Excel is the primary data tool for many business users. However, we all know that data often comes in different forms, from different sources, and your reporting tools can be demanding as to what you can feed them. Reshaping data is often necessary for a clean database structure and creating reports. Power Query can do wonders when it comes to manipulating or cleaning up data tables. Let’s take a look at what this nifty add-in can do to make our lives easier.

 

What is Power Query?

Also known as Get & Transform, Power Query is a free add-in that is a part of Microsoft’s ‘Power Suite’. Power Query can be downloaded as an optional add-in for Excel 2010 and 2013. Starting with Excel 2016, it comes as a built-in feature. This tool allows you to search for data sources, create connections between them, and transform & shape that data. Examples of transforming and shaping data include,

  • Find & replace text
  • Split or merge columns
  • Sort & filter columns
  • Add static or calculated columns
  • Unpivot data for use in pivot tables

Power Query uses a formula language called M, which is a mashup query language designed to build data queries. In several ways, it is similar to F-Sharp. According to Microsoft, it “is a mostly pure, higher-order, dynamically typed, partially lazy, functional language.”

Power Query add-in is featured as “Get & Transform” in Excel 2016 and later. You can find it under the Data tab of the ribbon in the Get & Transform section.
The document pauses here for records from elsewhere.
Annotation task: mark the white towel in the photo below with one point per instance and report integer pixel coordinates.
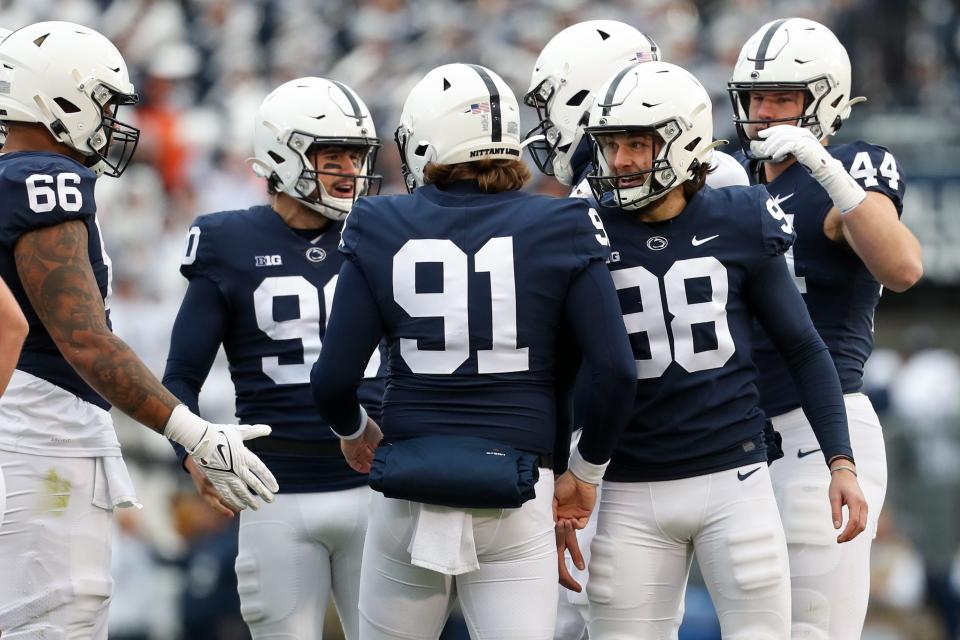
(443, 540)
(112, 485)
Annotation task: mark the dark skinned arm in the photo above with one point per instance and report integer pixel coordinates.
(54, 268)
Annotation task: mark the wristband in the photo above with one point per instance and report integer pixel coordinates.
(586, 471)
(185, 427)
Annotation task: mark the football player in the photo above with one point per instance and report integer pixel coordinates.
(469, 279)
(694, 267)
(563, 86)
(61, 473)
(261, 284)
(791, 92)
(564, 83)
(13, 333)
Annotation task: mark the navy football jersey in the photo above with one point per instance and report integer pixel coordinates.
(681, 285)
(37, 190)
(839, 290)
(278, 285)
(471, 289)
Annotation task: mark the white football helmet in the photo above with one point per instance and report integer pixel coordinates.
(570, 67)
(666, 101)
(794, 54)
(457, 113)
(295, 119)
(3, 128)
(72, 80)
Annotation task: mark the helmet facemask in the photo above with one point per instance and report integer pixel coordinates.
(309, 188)
(544, 138)
(814, 92)
(648, 184)
(113, 143)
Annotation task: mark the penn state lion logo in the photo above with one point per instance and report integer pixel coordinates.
(316, 254)
(657, 243)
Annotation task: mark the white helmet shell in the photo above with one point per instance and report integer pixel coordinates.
(794, 54)
(565, 76)
(457, 113)
(306, 113)
(63, 75)
(658, 98)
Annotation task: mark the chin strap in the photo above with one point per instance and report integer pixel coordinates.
(704, 156)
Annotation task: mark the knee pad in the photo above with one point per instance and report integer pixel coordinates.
(570, 623)
(601, 588)
(253, 609)
(21, 612)
(45, 631)
(811, 615)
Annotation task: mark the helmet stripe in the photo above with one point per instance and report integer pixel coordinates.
(496, 134)
(353, 101)
(608, 99)
(761, 58)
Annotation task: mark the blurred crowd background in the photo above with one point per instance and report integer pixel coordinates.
(202, 67)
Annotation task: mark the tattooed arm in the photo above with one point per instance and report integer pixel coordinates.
(13, 333)
(54, 267)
For Excel 2010 and 2013, you can download the add-in from here. Both 32-bit and 64-bit versions are supported. However, Power Query is not compatible with any Mac versions of Excel at the time of writing this.

 

Getting Started with Power Query

Connect to a data source

We must begin by pointing our data source. If you are using Excel 2016 or a newer version, go to the Data tab, and then click New Query. We can choose to pull data from our workbook, an external database, or workbook. Find the option that applies to your case.

If you are using Excel 2010-2013, click the Power Query tab to go to the same feature.

After locating the data source, you will be forwarded to the Navigator window where you can see a preview and choose which table you want to import (or tables, if you have more than one).

Double-click the table name, or click Edit after selecting the table(s).

 

Shape & transform

Once connected to a data source, Query Editor window will be filled with the selected data.

From here we can,

  1. Start re-shaping the data and save our queries from the toolbar.
  2. Track all updates from the APPLIED STEPS
  3. Manage other queries from the expandable Queries

Please note that Power Query will never override your original data source. Instead, it will save each step, and then create a log under APPLIED STEPS. We can trace back our steps to modify, update, or change order of these steps. Right-click on an item on this list to see available options.

We can access the detailed query code by clicking the Advanced Editor button under the Home tab. We can even create custom queries from scratch, using the M Language.

We can access the Query Editor at any time by clicking the Launch Editor icon on the ribbon.

Loading the Table

Click Close & Load to send the queried data back to Excel as a data Table.

Once loaded, we’re going to see a new pane on the right side named Workbook Queries. This window will display existing queries and can also handle data operations such as copying, merging the data with other queries, or sharing it via Data Catalog.

Another way to load the table is to click Close & Load under the arrow next to the Close & Load icon.

To create an Excel Connection without a Table, or insert the data into a Data Model to work with your data using Power Pivot (which we covered here), right click Workbook Queries and select Load To…

 

Power Query can answer most data configuration operations in Excel. It’s the perfect tool for reshaping data, and can be a life-saver when it comes to analyzing data and reporting.